Intravenous sodium chloride 0.9% has historically been used as analgesia as its actions promote cellular hydration and decrease the blood viscosity, slowing the sickling process of erythrocytes (Okomo and Meremikwu, 2017). However, there are no high-quality studies to support this, and JRCALC guidelines indicate fluid resuscitation only if there are clinical signs of dehydration. Fluid therapy was not used in this case as observations (Figure 2 did not indicate dehydration (Okomo and Meremikwu, 2017; Brown et al, 2019).

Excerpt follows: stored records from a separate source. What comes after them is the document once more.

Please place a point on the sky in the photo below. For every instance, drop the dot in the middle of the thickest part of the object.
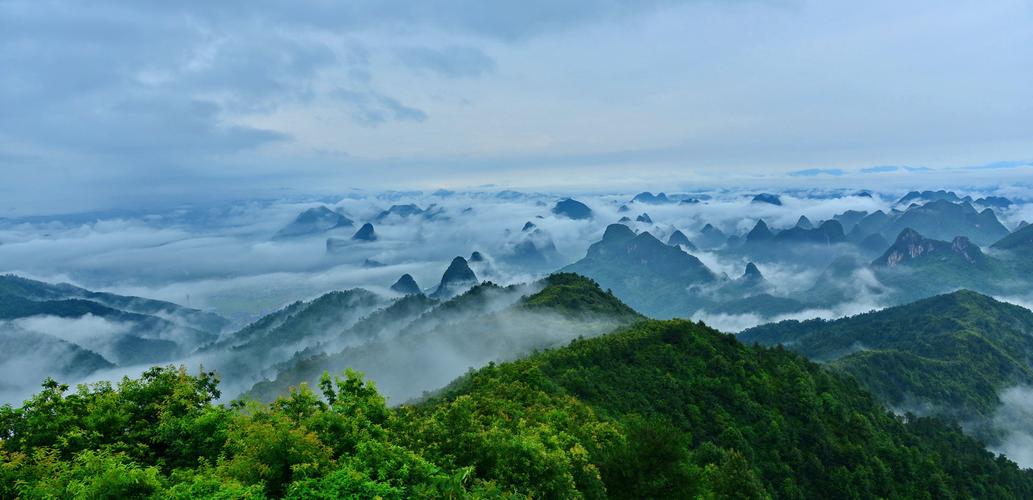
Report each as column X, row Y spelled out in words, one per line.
column 112, row 104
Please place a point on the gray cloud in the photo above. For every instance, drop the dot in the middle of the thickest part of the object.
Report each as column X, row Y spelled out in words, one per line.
column 455, row 61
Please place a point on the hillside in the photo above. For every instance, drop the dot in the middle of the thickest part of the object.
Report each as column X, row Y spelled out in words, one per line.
column 424, row 345
column 952, row 352
column 650, row 276
column 660, row 409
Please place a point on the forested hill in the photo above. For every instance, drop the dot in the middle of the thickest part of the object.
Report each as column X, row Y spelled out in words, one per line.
column 951, row 352
column 660, row 409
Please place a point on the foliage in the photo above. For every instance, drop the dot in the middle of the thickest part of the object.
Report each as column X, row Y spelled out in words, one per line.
column 951, row 352
column 660, row 409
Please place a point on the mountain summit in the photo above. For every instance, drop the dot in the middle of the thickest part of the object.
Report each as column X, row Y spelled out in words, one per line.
column 457, row 279
column 406, row 285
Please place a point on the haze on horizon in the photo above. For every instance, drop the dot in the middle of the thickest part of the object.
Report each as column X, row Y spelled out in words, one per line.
column 114, row 104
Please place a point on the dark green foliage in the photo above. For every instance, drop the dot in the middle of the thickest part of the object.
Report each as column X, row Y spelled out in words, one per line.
column 661, row 409
column 575, row 294
column 952, row 352
column 648, row 275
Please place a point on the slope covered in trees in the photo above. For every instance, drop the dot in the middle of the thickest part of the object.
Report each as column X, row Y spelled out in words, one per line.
column 668, row 409
column 951, row 352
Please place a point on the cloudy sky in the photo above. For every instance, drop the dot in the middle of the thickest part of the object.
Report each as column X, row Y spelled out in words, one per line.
column 114, row 103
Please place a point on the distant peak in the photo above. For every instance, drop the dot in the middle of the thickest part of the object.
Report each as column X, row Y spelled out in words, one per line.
column 752, row 273
column 572, row 209
column 759, row 232
column 366, row 233
column 617, row 233
column 406, row 285
column 458, row 276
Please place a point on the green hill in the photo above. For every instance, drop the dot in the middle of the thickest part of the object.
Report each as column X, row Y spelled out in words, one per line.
column 650, row 276
column 660, row 409
column 417, row 344
column 951, row 352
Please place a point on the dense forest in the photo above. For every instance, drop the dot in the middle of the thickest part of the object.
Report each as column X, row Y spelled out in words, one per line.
column 951, row 353
column 659, row 409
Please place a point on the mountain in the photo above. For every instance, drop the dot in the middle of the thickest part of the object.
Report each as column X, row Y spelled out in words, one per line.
column 870, row 224
column 759, row 233
column 423, row 348
column 28, row 357
column 314, row 221
column 925, row 196
column 1019, row 242
column 572, row 209
column 400, row 212
column 532, row 249
column 874, row 244
column 679, row 239
column 828, row 232
column 655, row 409
column 915, row 267
column 950, row 354
column 298, row 324
column 93, row 321
column 910, row 247
column 40, row 291
column 711, row 237
column 768, row 198
column 650, row 276
column 944, row 220
column 406, row 285
column 365, row 233
column 940, row 219
column 757, row 418
column 850, row 218
column 752, row 274
column 458, row 278
column 994, row 201
column 650, row 198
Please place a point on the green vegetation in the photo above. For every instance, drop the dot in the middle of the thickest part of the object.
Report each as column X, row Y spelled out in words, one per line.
column 576, row 295
column 661, row 409
column 488, row 322
column 951, row 352
column 650, row 276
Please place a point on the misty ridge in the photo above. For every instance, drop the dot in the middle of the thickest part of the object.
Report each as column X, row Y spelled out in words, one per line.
column 415, row 289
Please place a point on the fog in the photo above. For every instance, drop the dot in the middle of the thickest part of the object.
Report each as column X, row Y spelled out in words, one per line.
column 224, row 258
column 1013, row 420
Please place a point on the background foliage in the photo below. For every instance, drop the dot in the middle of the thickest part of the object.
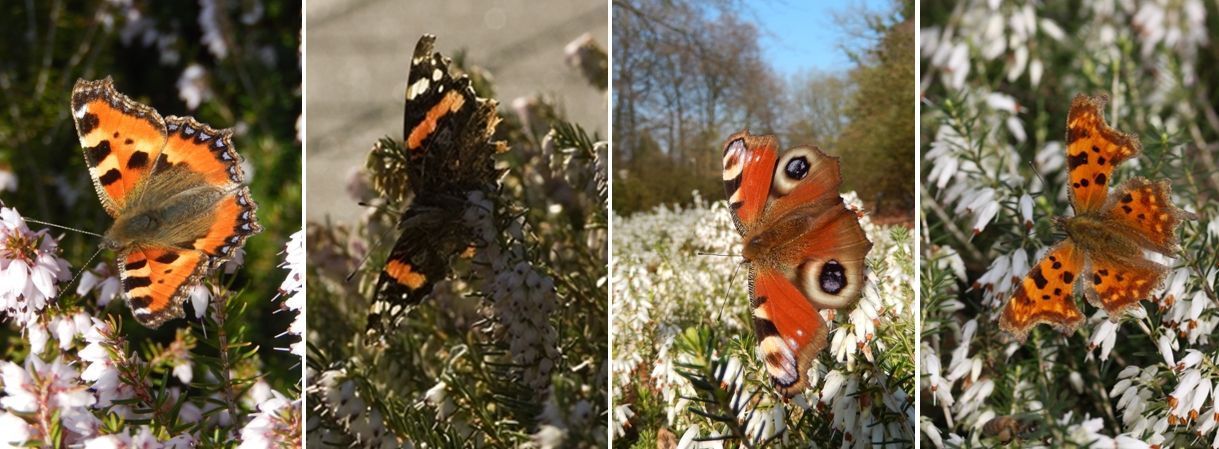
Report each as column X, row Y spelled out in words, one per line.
column 997, row 84
column 688, row 73
column 685, row 366
column 228, row 64
column 510, row 350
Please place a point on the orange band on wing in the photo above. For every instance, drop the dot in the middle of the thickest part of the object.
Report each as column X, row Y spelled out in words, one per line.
column 155, row 282
column 451, row 101
column 406, row 275
column 1046, row 294
column 121, row 138
column 790, row 331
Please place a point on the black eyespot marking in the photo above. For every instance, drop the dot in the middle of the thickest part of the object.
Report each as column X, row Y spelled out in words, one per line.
column 98, row 153
column 833, row 278
column 797, row 167
column 1076, row 160
column 764, row 328
column 110, row 177
column 88, row 123
column 139, row 159
column 1037, row 277
column 133, row 282
column 140, row 301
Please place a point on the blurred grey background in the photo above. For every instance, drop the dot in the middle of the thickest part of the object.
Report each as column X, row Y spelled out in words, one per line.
column 358, row 51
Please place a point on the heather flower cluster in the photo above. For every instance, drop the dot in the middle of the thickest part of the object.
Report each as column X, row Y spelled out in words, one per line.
column 508, row 348
column 671, row 282
column 81, row 369
column 995, row 173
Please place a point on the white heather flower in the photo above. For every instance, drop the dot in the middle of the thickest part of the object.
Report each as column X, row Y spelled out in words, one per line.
column 293, row 288
column 276, row 422
column 14, row 431
column 1103, row 337
column 29, row 267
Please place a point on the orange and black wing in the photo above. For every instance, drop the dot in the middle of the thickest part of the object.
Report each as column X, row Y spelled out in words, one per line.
column 1046, row 294
column 1092, row 151
column 121, row 139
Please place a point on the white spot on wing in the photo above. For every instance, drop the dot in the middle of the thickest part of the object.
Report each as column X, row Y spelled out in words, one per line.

The ASH does not recommend the use of fluids in acute sickle cell crisis but does note the potential risks of administering them to patients with decreased cardiopulmonary function, which potentially increases pulmonary oedema (Brandow et al, 2020). Decreased cardiopulmonary function may detrimentally affect patients with clinical signs of ACS; the risk is greater in adults than in children (Brandow et al, 2020).
Conclusion
SCD is a serious, hereditary disease consisting of multiple complex conditions. Early recognition through clinical investigation is vital in reducing the cascade of events that cause morbidity and mortality (Manwani and Frenette, 2013; Braunstein, 2020).
Understanding the pathology of disease ensures paramedics can use their knowledge to identify sickle cell crises. Skills inform practice; initiating the correct treatment is essential in reducing potentially fatal complications that may arise if SCD remains untreated (HCPC, 2018; Sundd et al, 2019).